Not surprisingly, the problem with smartphone voting is the issue of security and authentication. “Creating voting systems that retain the convenience of mobile phones while still ensuring the security and anonymity we enjoy with current voting technologies will be the biggest design challenge,” Kortum said.
But since America is full of inventors and problem-solvers, we have no doubt that a solution for that is on the horizon.

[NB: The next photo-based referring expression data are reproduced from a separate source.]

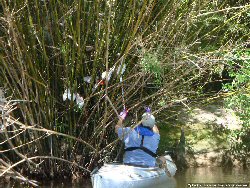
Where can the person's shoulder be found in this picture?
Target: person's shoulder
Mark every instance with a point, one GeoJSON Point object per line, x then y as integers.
{"type": "Point", "coordinates": [156, 135]}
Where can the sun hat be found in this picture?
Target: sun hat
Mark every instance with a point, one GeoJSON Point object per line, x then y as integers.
{"type": "Point", "coordinates": [148, 120]}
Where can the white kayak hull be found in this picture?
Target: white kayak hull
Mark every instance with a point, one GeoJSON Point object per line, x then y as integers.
{"type": "Point", "coordinates": [126, 176]}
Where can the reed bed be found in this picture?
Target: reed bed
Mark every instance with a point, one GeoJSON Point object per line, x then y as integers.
{"type": "Point", "coordinates": [52, 47]}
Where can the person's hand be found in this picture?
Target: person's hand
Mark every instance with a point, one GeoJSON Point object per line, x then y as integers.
{"type": "Point", "coordinates": [123, 114]}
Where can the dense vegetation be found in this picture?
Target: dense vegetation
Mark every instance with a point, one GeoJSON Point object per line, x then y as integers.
{"type": "Point", "coordinates": [171, 49]}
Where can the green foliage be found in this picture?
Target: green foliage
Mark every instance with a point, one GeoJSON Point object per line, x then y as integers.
{"type": "Point", "coordinates": [151, 64]}
{"type": "Point", "coordinates": [239, 100]}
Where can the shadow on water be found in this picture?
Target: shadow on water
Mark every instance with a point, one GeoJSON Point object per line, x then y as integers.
{"type": "Point", "coordinates": [212, 175]}
{"type": "Point", "coordinates": [182, 179]}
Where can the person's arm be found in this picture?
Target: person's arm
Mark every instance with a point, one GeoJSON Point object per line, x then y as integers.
{"type": "Point", "coordinates": [155, 129]}
{"type": "Point", "coordinates": [118, 125]}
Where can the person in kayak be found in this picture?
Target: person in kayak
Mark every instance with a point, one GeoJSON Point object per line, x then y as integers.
{"type": "Point", "coordinates": [141, 142]}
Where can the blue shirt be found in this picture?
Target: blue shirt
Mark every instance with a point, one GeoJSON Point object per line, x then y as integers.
{"type": "Point", "coordinates": [132, 139]}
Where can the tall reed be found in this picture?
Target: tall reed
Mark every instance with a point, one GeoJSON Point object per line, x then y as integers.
{"type": "Point", "coordinates": [48, 47]}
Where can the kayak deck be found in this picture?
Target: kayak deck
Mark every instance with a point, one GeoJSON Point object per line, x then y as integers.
{"type": "Point", "coordinates": [120, 175]}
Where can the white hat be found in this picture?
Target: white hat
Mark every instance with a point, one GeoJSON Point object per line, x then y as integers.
{"type": "Point", "coordinates": [148, 120]}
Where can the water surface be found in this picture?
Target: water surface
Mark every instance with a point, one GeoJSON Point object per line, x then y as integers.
{"type": "Point", "coordinates": [182, 179]}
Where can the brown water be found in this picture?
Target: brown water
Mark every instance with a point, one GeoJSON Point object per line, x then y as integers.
{"type": "Point", "coordinates": [192, 175]}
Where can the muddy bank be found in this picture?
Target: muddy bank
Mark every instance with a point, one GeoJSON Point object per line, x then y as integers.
{"type": "Point", "coordinates": [206, 132]}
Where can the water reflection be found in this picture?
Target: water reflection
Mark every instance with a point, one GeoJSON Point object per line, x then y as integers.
{"type": "Point", "coordinates": [191, 175]}
{"type": "Point", "coordinates": [212, 175]}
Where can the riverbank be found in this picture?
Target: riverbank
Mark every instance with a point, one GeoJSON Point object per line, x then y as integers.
{"type": "Point", "coordinates": [206, 129]}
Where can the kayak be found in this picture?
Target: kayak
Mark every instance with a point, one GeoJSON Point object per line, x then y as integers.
{"type": "Point", "coordinates": [127, 176]}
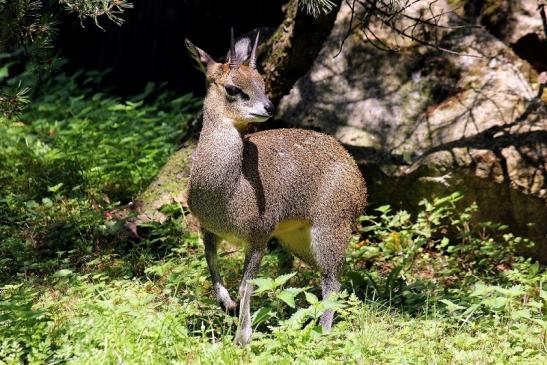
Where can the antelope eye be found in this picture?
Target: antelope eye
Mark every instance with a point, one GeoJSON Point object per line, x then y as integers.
{"type": "Point", "coordinates": [235, 91]}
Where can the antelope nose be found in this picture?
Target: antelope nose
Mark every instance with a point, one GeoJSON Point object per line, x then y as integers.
{"type": "Point", "coordinates": [268, 106]}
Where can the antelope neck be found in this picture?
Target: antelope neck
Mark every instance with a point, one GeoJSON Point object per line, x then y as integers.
{"type": "Point", "coordinates": [218, 159]}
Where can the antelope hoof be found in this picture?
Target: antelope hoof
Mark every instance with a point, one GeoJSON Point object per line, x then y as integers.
{"type": "Point", "coordinates": [231, 308]}
{"type": "Point", "coordinates": [243, 337]}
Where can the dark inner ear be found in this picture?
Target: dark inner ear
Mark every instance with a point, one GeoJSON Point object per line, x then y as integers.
{"type": "Point", "coordinates": [202, 58]}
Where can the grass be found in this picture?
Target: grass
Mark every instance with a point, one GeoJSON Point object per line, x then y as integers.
{"type": "Point", "coordinates": [74, 288]}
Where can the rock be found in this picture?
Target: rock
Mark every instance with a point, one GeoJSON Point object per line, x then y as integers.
{"type": "Point", "coordinates": [423, 122]}
{"type": "Point", "coordinates": [518, 24]}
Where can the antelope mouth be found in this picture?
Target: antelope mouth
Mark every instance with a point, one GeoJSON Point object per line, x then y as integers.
{"type": "Point", "coordinates": [260, 117]}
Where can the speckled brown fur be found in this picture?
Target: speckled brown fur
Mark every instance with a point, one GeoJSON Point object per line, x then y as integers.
{"type": "Point", "coordinates": [300, 186]}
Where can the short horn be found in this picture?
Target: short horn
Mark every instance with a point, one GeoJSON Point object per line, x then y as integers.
{"type": "Point", "coordinates": [233, 58]}
{"type": "Point", "coordinates": [252, 62]}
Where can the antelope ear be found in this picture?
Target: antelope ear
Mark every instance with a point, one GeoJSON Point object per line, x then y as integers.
{"type": "Point", "coordinates": [202, 58]}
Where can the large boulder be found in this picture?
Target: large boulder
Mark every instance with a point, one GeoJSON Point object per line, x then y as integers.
{"type": "Point", "coordinates": [425, 122]}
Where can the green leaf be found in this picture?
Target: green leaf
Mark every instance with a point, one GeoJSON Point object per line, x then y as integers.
{"type": "Point", "coordinates": [54, 188]}
{"type": "Point", "coordinates": [311, 298]}
{"type": "Point", "coordinates": [263, 284]}
{"type": "Point", "coordinates": [287, 297]}
{"type": "Point", "coordinates": [261, 315]}
{"type": "Point", "coordinates": [281, 280]}
{"type": "Point", "coordinates": [383, 209]}
{"type": "Point", "coordinates": [62, 273]}
{"type": "Point", "coordinates": [47, 202]}
{"type": "Point", "coordinates": [450, 306]}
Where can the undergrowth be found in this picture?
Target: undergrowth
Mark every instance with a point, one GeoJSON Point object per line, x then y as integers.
{"type": "Point", "coordinates": [436, 287]}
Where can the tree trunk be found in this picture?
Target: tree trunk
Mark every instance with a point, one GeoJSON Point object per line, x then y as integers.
{"type": "Point", "coordinates": [287, 56]}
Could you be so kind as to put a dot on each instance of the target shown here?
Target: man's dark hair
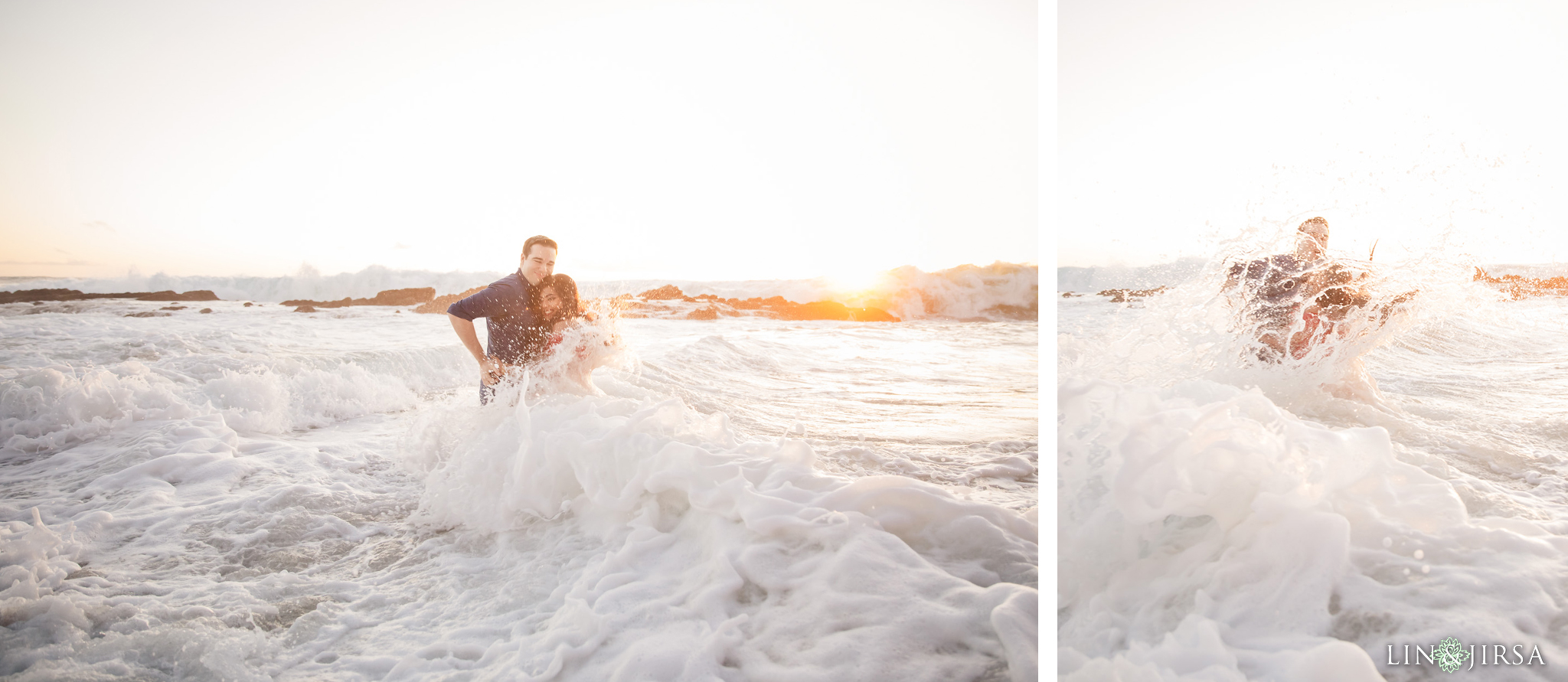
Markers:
(538, 240)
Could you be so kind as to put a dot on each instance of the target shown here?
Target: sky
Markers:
(1189, 127)
(656, 139)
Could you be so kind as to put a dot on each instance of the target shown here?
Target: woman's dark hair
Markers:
(564, 287)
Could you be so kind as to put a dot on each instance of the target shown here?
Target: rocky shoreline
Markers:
(40, 295)
(667, 302)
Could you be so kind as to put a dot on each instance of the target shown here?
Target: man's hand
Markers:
(492, 370)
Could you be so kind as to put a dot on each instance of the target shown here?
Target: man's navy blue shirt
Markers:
(504, 305)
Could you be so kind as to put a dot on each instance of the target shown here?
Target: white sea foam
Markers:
(264, 494)
(910, 294)
(1223, 517)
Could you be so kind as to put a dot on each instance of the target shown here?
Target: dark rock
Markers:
(439, 305)
(825, 311)
(1122, 295)
(403, 297)
(393, 297)
(1017, 312)
(201, 295)
(668, 292)
(35, 295)
(30, 295)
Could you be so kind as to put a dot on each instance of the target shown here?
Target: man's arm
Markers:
(490, 369)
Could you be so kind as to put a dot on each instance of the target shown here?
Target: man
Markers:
(513, 331)
(1291, 297)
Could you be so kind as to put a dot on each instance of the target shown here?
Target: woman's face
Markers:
(549, 302)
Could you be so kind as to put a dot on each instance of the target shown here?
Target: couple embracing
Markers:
(528, 314)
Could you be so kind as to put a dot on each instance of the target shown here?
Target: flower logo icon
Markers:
(1451, 654)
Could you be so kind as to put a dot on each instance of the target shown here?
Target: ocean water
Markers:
(1321, 517)
(968, 292)
(263, 494)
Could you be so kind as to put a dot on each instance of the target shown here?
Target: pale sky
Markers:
(1421, 124)
(695, 140)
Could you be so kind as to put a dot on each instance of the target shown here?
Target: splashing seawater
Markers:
(1223, 516)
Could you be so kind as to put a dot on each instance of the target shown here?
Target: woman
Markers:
(560, 314)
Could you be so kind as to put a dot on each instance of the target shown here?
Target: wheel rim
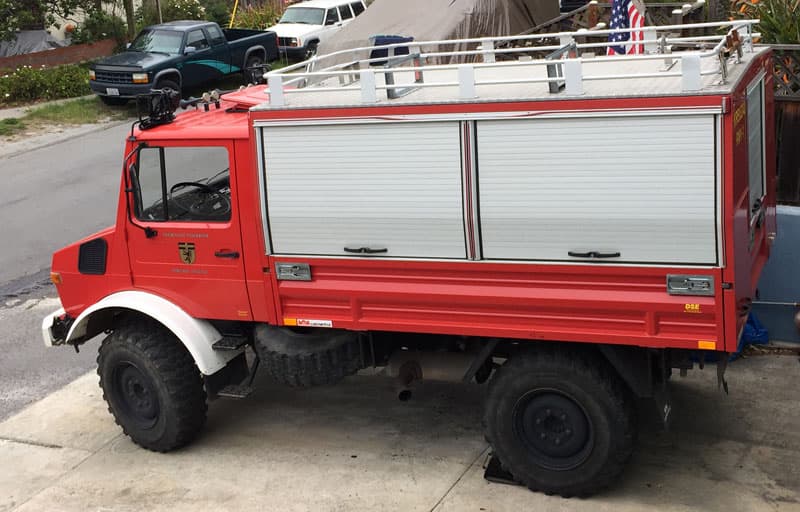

What Started as Homework Turned Into a Life-Saving Medical Device

A young, eager mind is a powerful thing. A room full of them together, even more so. In Rice University professor Maria Oden’s undergraduate course, they’re striving to solve global health problems. Students in the Rice 360 program, founded by Oden and fellow bioengineer Rebecca Richards-Kortum, first learn about problems in rural hospitals  and then design simple solutions that can help. One of the class’s biggest successes is a student design for an affordable “bubble CPAP” (continuous positive airway pressure), a device that pushes air into the lungs of premature infants to help them breathe. The prototype was made from a plastic shoe box and two aquarium pumps. “One of the wonderful things about working with 18-year-olds is that they’re so creative,” Oden told Joe Palca of NPR. “They don’t have fixed ideas about what might not work.” After fine-tuning, the invention was tested at small hospitals in Malawi and is now ready to deploy throughout that country. Students even got to meet a baby  whose life was saved by their device. “It sent chills all the way down my entire spine, because I realized that while we’re teaching students, and we want them to leave here believing they can make a difference, this was the picture of a true difference being made,” Richards-Kortum told NPR.